The covariance_filter returns a set of covariates for land use land cover change (LULCC) models based on a two-stage variable selection: a first statistical fit estimates a covariate's quality for a given prediction task. A second step selects all variables below a given correlation threshold: We iterate over a correlation matrix ordered in the first step. Starting within the leftmost column, all rows (i.e. candidates) greater than the given threshold are dropped from the full set of candidates. This candidate selection is retained and used to select the next column, until no further columns are left to investigate.
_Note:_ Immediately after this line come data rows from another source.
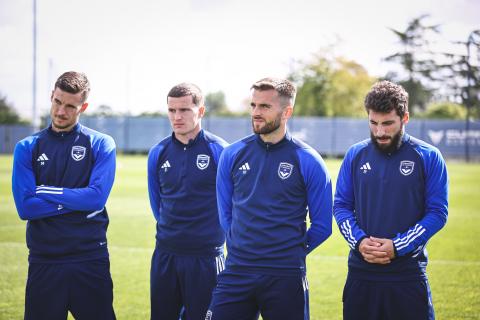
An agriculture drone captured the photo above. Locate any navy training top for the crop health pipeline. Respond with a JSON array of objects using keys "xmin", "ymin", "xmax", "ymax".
[
  {"xmin": 12, "ymin": 124, "xmax": 115, "ymax": 263},
  {"xmin": 334, "ymin": 134, "xmax": 448, "ymax": 281},
  {"xmin": 148, "ymin": 130, "xmax": 227, "ymax": 256},
  {"xmin": 217, "ymin": 133, "xmax": 332, "ymax": 275}
]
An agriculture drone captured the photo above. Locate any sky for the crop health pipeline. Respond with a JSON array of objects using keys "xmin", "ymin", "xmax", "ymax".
[{"xmin": 0, "ymin": 0, "xmax": 480, "ymax": 119}]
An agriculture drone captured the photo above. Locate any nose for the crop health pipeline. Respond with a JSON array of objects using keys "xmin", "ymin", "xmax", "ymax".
[
  {"xmin": 377, "ymin": 125, "xmax": 385, "ymax": 137},
  {"xmin": 56, "ymin": 105, "xmax": 66, "ymax": 115},
  {"xmin": 250, "ymin": 106, "xmax": 260, "ymax": 116}
]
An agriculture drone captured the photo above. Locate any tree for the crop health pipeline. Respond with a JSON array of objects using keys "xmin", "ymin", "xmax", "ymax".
[
  {"xmin": 89, "ymin": 104, "xmax": 116, "ymax": 117},
  {"xmin": 420, "ymin": 102, "xmax": 467, "ymax": 120},
  {"xmin": 439, "ymin": 29, "xmax": 480, "ymax": 118},
  {"xmin": 0, "ymin": 94, "xmax": 25, "ymax": 124},
  {"xmin": 385, "ymin": 15, "xmax": 439, "ymax": 114},
  {"xmin": 205, "ymin": 91, "xmax": 228, "ymax": 115},
  {"xmin": 289, "ymin": 55, "xmax": 375, "ymax": 117}
]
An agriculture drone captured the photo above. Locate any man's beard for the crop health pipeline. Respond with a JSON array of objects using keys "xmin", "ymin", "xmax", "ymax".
[
  {"xmin": 252, "ymin": 115, "xmax": 282, "ymax": 134},
  {"xmin": 370, "ymin": 126, "xmax": 403, "ymax": 153}
]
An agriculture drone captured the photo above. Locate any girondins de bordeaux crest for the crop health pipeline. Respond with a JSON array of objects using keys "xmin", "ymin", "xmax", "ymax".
[
  {"xmin": 400, "ymin": 160, "xmax": 415, "ymax": 176},
  {"xmin": 197, "ymin": 154, "xmax": 210, "ymax": 170},
  {"xmin": 278, "ymin": 162, "xmax": 293, "ymax": 180},
  {"xmin": 72, "ymin": 146, "xmax": 87, "ymax": 161}
]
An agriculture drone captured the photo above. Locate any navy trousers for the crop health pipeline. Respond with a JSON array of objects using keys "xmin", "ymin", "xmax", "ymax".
[
  {"xmin": 343, "ymin": 277, "xmax": 435, "ymax": 320},
  {"xmin": 25, "ymin": 258, "xmax": 115, "ymax": 320},
  {"xmin": 150, "ymin": 248, "xmax": 225, "ymax": 320},
  {"xmin": 205, "ymin": 270, "xmax": 309, "ymax": 320}
]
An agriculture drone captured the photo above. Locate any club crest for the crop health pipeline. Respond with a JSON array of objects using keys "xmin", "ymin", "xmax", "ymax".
[
  {"xmin": 72, "ymin": 146, "xmax": 87, "ymax": 161},
  {"xmin": 197, "ymin": 154, "xmax": 210, "ymax": 170},
  {"xmin": 278, "ymin": 162, "xmax": 293, "ymax": 180},
  {"xmin": 400, "ymin": 160, "xmax": 415, "ymax": 176}
]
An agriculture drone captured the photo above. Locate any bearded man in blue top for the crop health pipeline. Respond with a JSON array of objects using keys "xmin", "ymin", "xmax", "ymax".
[
  {"xmin": 334, "ymin": 81, "xmax": 448, "ymax": 320},
  {"xmin": 205, "ymin": 78, "xmax": 332, "ymax": 320}
]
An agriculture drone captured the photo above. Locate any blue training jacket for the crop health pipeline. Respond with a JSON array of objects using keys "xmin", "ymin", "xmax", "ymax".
[
  {"xmin": 148, "ymin": 130, "xmax": 227, "ymax": 256},
  {"xmin": 12, "ymin": 124, "xmax": 115, "ymax": 263},
  {"xmin": 217, "ymin": 133, "xmax": 332, "ymax": 275},
  {"xmin": 334, "ymin": 134, "xmax": 448, "ymax": 280}
]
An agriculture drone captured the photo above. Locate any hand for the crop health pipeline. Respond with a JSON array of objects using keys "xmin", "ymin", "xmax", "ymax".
[{"xmin": 358, "ymin": 237, "xmax": 395, "ymax": 264}]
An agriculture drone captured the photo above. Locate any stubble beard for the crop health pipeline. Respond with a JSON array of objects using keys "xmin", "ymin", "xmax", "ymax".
[{"xmin": 370, "ymin": 126, "xmax": 404, "ymax": 154}]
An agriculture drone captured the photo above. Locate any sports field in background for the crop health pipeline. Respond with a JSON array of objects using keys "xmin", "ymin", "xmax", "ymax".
[{"xmin": 0, "ymin": 156, "xmax": 480, "ymax": 320}]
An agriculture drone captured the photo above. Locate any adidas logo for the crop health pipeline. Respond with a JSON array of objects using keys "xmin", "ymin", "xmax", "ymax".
[
  {"xmin": 37, "ymin": 153, "xmax": 50, "ymax": 166},
  {"xmin": 238, "ymin": 162, "xmax": 250, "ymax": 174},
  {"xmin": 160, "ymin": 160, "xmax": 172, "ymax": 172},
  {"xmin": 360, "ymin": 162, "xmax": 372, "ymax": 173},
  {"xmin": 37, "ymin": 153, "xmax": 50, "ymax": 161}
]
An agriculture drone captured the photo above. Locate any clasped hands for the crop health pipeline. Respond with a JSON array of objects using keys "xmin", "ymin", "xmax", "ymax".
[{"xmin": 358, "ymin": 237, "xmax": 395, "ymax": 264}]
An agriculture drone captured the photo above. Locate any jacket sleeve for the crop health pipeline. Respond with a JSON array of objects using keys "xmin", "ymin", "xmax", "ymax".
[
  {"xmin": 12, "ymin": 138, "xmax": 71, "ymax": 220},
  {"xmin": 333, "ymin": 149, "xmax": 367, "ymax": 250},
  {"xmin": 393, "ymin": 149, "xmax": 448, "ymax": 256},
  {"xmin": 217, "ymin": 149, "xmax": 233, "ymax": 233},
  {"xmin": 147, "ymin": 145, "xmax": 163, "ymax": 221},
  {"xmin": 35, "ymin": 136, "xmax": 116, "ymax": 212},
  {"xmin": 299, "ymin": 149, "xmax": 332, "ymax": 254}
]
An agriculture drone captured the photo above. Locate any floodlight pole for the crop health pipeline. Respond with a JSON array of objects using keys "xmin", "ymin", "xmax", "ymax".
[{"xmin": 32, "ymin": 0, "xmax": 38, "ymax": 131}]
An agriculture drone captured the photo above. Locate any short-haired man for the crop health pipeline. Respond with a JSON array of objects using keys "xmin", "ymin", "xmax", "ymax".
[
  {"xmin": 148, "ymin": 83, "xmax": 227, "ymax": 320},
  {"xmin": 206, "ymin": 78, "xmax": 332, "ymax": 320},
  {"xmin": 334, "ymin": 81, "xmax": 448, "ymax": 320},
  {"xmin": 12, "ymin": 71, "xmax": 115, "ymax": 320}
]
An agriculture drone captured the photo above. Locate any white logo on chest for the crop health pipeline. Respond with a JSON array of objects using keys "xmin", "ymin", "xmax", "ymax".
[
  {"xmin": 72, "ymin": 146, "xmax": 87, "ymax": 161},
  {"xmin": 399, "ymin": 160, "xmax": 415, "ymax": 176},
  {"xmin": 278, "ymin": 162, "xmax": 293, "ymax": 180},
  {"xmin": 197, "ymin": 154, "xmax": 210, "ymax": 170}
]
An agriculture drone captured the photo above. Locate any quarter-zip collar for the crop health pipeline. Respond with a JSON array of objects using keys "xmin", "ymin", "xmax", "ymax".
[
  {"xmin": 47, "ymin": 122, "xmax": 82, "ymax": 137},
  {"xmin": 172, "ymin": 129, "xmax": 204, "ymax": 148},
  {"xmin": 256, "ymin": 131, "xmax": 292, "ymax": 150}
]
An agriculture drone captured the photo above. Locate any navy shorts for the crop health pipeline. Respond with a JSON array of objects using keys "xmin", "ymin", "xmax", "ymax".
[
  {"xmin": 343, "ymin": 277, "xmax": 435, "ymax": 320},
  {"xmin": 25, "ymin": 258, "xmax": 115, "ymax": 320},
  {"xmin": 150, "ymin": 248, "xmax": 225, "ymax": 320},
  {"xmin": 205, "ymin": 270, "xmax": 309, "ymax": 320}
]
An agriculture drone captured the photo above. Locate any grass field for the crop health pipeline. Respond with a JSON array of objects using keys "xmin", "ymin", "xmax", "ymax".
[{"xmin": 0, "ymin": 156, "xmax": 480, "ymax": 320}]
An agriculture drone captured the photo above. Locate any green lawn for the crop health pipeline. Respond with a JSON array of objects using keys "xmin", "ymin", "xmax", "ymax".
[{"xmin": 0, "ymin": 156, "xmax": 480, "ymax": 320}]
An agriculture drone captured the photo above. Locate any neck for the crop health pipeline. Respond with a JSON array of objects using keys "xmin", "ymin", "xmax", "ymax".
[
  {"xmin": 52, "ymin": 122, "xmax": 78, "ymax": 133},
  {"xmin": 260, "ymin": 125, "xmax": 287, "ymax": 144},
  {"xmin": 175, "ymin": 127, "xmax": 202, "ymax": 144}
]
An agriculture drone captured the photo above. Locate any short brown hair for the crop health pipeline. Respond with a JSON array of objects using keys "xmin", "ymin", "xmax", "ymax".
[
  {"xmin": 167, "ymin": 82, "xmax": 203, "ymax": 106},
  {"xmin": 55, "ymin": 71, "xmax": 90, "ymax": 103},
  {"xmin": 250, "ymin": 78, "xmax": 297, "ymax": 106},
  {"xmin": 365, "ymin": 81, "xmax": 408, "ymax": 118}
]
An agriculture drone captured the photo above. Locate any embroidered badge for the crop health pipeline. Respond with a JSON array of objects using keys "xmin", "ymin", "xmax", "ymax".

The columns that were iterated over are those returned as a character vector of selected variable names.

Usage

covariance_filter(
  data,
  result_col = "result",
  rank_fun = rank_poly_glm,
  weights = compute_balanced_weights(data[[result_col]]),
  corcut = 0.7,
  ...
)

rank_poly_glm(x, y, weights = NULL, ...)

compute_balanced_weights(trans_result, legacy = FALSE)

select_by_correlation(cor_mat, corcut)

Arguments

data

A data.table of target variable and candidate covariates to be filtered; wide format with one predictor per column.

result_col

Name of the column representing the transition results (0: no trans, 1: trans)

rank_fun

Optional function to compute ranking scores for each covariate. Should take arguments (x, y, weights, ...) and return a single numeric value (lower = better). Defaults to polynomial GLM p-value ranking.

weights

Optional weights vector

corcut

Correlation cutoff threshold

...

Additional arguments passed to rank_fun.

x

A numeric vector representing a single covariate

y

A binary outcome vector (0/1)

trans_result

Binary outcome vector (0/1)

legacy

Bool, use legacy weighting?

cor_mat

Absolute correlation matrix

Value

A set of column names (covariates) to retain

Details

The function first ranks covariates using the provided ranking function (default: quasibinomial polynomial GLM). Then, it iteratively removes highly (Pearson) correlated variables based on the correlation cutoff threshold, preserving variables in order of their ranking. See https://github.com/ethzplus/evoland-plus-legacy/blob/main/R/lulcc.covfilter.r for where the concept came from. The original author was Antoine Adde, with edits by Benjamin Black. A similar mechanism is found in https://github.com/antadde/covsel/.

Functions

  • rank_poly_glm(): Default ranking function using polynomial GLM. Returns the lower p value for each of the polynomial terms

  • compute_balanced_weights(): Compute class-balanced weights for imbalanced binary outcomes; returns a numeric vector

  • select_by_correlation(): Implements the iterative selection procedure.